Colorado and Washington both passed ballot measures legalizing marijuana in last week’s election, and in both cases the new laws include product-labeling requirements, a ban on sale to minors, and substantial taxes. Mark Kleiman, co-author of Marijuana Legalization: What Everyone Needs to Know, says he’d like to know how this kind of a regulatory regime works out, and all the studies in the world won’t tell us. You just have to try it and find out what happens. So he hopes that President Obama will quietly allow the two states to give it a try:
The federal government could shut down both of those experiments, if it were determined to do so….But it would make it impossible to learn anything useful from the Colorado and Washington experiments.
So why shouldn’t the federal government cut Colorado and Washington some slack? As long as those states prevent marijuana grown under their laws from crossing state lines and thereby subverting marijuana prohibition in the rest of the states, the Justice Department could step back and let the consequences of the new policies play themselves out. They might succeed, or they might fail. In either case, the rest of us could learn from their experience.

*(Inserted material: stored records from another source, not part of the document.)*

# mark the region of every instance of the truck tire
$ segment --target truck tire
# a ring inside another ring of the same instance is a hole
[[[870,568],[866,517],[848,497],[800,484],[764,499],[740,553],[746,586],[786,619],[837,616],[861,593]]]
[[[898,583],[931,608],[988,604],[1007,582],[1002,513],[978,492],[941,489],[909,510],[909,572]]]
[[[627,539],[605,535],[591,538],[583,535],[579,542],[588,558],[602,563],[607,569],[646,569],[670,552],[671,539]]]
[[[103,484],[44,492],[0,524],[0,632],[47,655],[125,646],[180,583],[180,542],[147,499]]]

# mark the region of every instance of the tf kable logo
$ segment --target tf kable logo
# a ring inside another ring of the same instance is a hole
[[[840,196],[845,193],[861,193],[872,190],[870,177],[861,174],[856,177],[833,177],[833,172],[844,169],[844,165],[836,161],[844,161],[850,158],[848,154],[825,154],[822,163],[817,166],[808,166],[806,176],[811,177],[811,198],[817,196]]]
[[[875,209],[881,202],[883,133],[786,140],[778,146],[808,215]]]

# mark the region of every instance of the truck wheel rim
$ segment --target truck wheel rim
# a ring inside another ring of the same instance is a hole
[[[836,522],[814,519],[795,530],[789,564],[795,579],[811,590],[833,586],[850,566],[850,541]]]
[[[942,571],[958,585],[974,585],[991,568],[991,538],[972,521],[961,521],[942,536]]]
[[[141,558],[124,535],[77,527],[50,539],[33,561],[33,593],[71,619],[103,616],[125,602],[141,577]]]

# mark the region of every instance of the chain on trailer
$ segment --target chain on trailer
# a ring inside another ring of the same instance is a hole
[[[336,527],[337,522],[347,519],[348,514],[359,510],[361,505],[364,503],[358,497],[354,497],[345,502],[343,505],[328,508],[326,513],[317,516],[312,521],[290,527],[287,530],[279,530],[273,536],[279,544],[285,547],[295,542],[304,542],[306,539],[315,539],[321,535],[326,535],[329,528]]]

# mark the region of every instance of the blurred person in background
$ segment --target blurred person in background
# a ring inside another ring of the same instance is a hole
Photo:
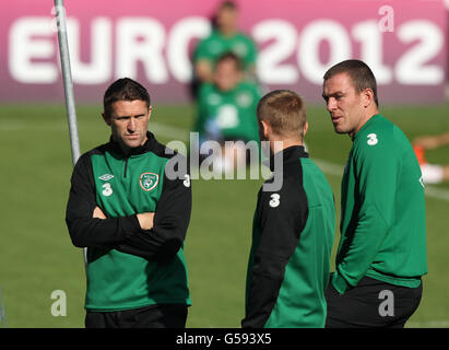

I doubt that either state can effectively prevent locally-grown marijuana from crossing state lines, but hell, they can’t prevent it now either. So I’m with Mark: there’s no need to announce any public change of policy, but Obama should tell DEA to lie low for a while and see how Colorado and Washington do. A controlled experiment like this is the best way of finding out the effect of full legalization of marijuana. Does it lead to higher consumption? Is it a gateway drug? Will it reduce consumption of alcohol?
Three years ago, in a story given the most peculiar headline ever by my editors, I predicted that the answers would be (a) yes, moderately; (b) no; and (c) quite possibly. And since substitution of alcohol consumption with marijuana use would probably be a net positive, it’s well worth a try.
I also predicted this would take a while: “Ten years from now,” I concluded, “as the flower power generation enters its 70s, you might finally be able to smoke a fully legal, taxed, and regulated joint.” If the feds agree to back off, I will have been seven years off. At least for some of us.